Gulliver’s Four Voyages
On his first voyage Gulliver visits Lilliput, where the people are only 1/12 his size. They treat him well at first and he helps them, but after a time they turn against him. On his second voyage Gulliver visits Brobdingnag, where the people are 12 times his size and treat him as a pet. All sorts of funny situations occur in the two places, examples being Gulliver’s pulling behind him a whole fleet of warships full of sailors and soldiers in Lilliput and his being carried in the mouth of a dog in Brobdingnag. He is relieved to be accidentally delivered from each place.

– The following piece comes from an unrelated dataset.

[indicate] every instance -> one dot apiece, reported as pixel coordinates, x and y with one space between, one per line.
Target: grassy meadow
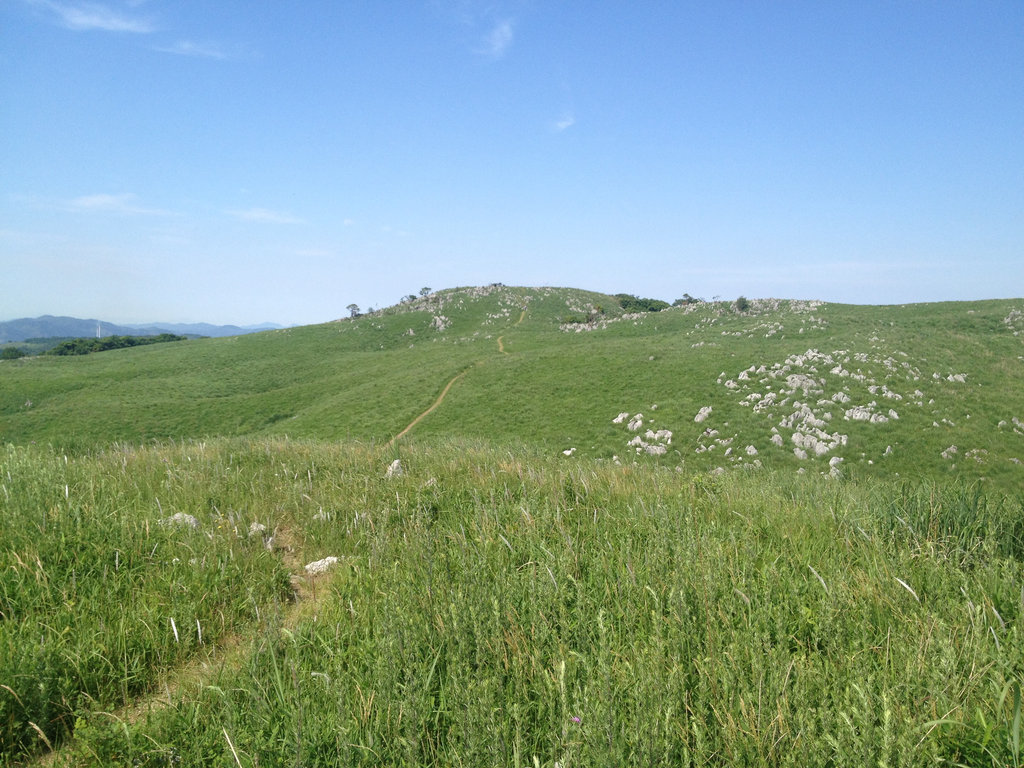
820 565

On his third voyage Gulliver visits Laputa, Balnibardbi, Luggnagg, Glubbdubdrib, and Japan. The conduct of the people of these countries represents the kinds of foolishness that Gulliver saw in his world, especially by impractical scientists and philosophers. For example, one of the projects that Gulliver viewed in the grand academy of Lagoda in Laputa was getting sunshine from cucumbers. Again Gulliver was relieved to be able to return to England.
On his fourth voyage Gulliver visits a country ruled by wise and gentle horses called Houyhnhnms. The country also has savage, stupid animals who look like human beings. The Houyhnhnms distrust Gulliver because he resembles the Yahoos and, although he wants to stay with them, eventually force him to leave.
1. What are the similarities and differences between satire and tragedy?
Adler and Wolff answer that they are similar in that each emphasizes the insignificance of man and that they different in that in tragedy man’s insignificance is used to stir admiration of his nobility in suffering but that in satire it is used to stir amused contempt.
2. Consider the following statements about man.
The statements are Psalms 8:4-8; statements from two books which we considered earlier in this series of articles, Sophocles’s Antigone and Aristotle’s Politics; and this statement from Gulliver’s Travels: “He looked upon [men] as a sort of animals to whose share, by what accident he could not conjecture, some small pittance of reason had fallen, whereof we made no other use than by its assistance to aggravate our natural corruptions, and to acquire new ones which nature had not given us” (Gulliver’s Travels, pages 159-60).
3. Which of the four parts of Gulliver’s Travels is most successful?
After conceding that the answer to this question would probably vary somewhat from person to person according to taste, Adler and Wolff explain that they consider “Voyage to the Country of the Houyhnhnms” the most successful because it makes Swift’s point most forcefully.